Skellsgard interposed herself between Auger and the Slasher, holding up her hands as if blocking a fight. “I know this comes as a shock,” she said to Auger, “but they really aren’t all villains who’d sooner see us wiped out of existence.”
“Believe me, I sympathise with your position,” Niagara said to Auger. “I know that terraforming Earth would erase your life’s work. I’m simply of the opinion that the end would justify the means.”
“Do you believe that, Niagara: that the end always justifies the means?” Auger asked.
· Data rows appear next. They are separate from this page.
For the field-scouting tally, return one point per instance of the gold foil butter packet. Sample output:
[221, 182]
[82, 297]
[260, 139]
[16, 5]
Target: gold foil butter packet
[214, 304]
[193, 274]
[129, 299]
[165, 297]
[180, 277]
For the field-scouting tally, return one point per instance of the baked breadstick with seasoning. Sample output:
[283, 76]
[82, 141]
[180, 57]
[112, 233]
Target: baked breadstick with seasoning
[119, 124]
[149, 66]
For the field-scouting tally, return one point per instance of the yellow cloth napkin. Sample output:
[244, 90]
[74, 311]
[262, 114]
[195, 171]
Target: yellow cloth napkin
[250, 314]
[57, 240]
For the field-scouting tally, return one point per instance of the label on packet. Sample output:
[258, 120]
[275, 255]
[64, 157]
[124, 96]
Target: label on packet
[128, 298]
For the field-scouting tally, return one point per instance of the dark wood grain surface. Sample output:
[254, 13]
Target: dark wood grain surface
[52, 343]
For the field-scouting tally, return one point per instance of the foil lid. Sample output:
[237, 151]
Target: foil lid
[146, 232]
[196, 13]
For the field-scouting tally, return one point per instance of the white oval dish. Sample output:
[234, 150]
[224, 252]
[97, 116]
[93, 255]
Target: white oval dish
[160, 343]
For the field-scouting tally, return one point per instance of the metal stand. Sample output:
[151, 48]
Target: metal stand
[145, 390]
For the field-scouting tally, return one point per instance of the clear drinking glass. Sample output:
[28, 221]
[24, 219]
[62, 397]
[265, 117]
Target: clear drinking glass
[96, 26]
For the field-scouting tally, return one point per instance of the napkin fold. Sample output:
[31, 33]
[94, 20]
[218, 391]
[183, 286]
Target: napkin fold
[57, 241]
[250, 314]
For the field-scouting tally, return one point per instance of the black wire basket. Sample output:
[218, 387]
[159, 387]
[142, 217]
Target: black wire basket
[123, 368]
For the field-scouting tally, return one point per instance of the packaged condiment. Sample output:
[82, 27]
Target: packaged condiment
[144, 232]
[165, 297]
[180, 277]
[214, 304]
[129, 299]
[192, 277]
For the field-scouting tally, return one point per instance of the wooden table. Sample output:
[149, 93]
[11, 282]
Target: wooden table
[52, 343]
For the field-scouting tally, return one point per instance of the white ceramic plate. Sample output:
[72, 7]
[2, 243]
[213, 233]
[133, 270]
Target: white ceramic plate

“Mostly,” he said. “And some would say that—judging by your own track record—you share something of the same philosophy.”
“Over your dead body.”
“Or the dead body of a boy?” He shook his head. “Sorry. That was uncalled for. But the point remains: you’ve always had a certain unflinching instinct for what needs to be done to achieve a particular outcome. I admire that, Verity. I think you have every chance of completing this mission.”
“Now we’re getting somewhere,” she said. “How much do you know about all this?”
“I know that sensitive property has gone missing at the other end of that hyperweb connection, and that you are excellently equipped to recover it.”
“Why can’t you recover it?”
“Because I don’t know the territory like you do. Nor does Skellsgard, or Aveling, or anyone else in this organisation. The only person who did know it well enough was Susan White, and she’s dead.”
“That’s a detail Caliskan didn’t quite get around to telling me.”
“Would it have made a difference to your decision?”
“It might.”
“Then he was right not to mention it. But there’s more to my answer than you might be aware of. It’s not just that I don’t know the territory. I can’t even enter it—I would die if I tried.”
“And me?”
“You won’t find it a problem.” Niagara turned to face the transport that had just been loaded into the bubble. Technicians were still attending to various details around the outside, but everything about their actions suggested that all was going according to plan.
“You want me to get in that thing, don’t you? Without a clue as to what’s at the other end.”
“It’s a thirty-hour journey,” Niagara said. “There’ll be plenty of time to catch up on the way.”
“Can I back out?”
“It’s a little late for that now, don’t you think?” Without waiting for an answer from Auger, he turned his attention to Skellsgard. “Is she ready for her language lesson?”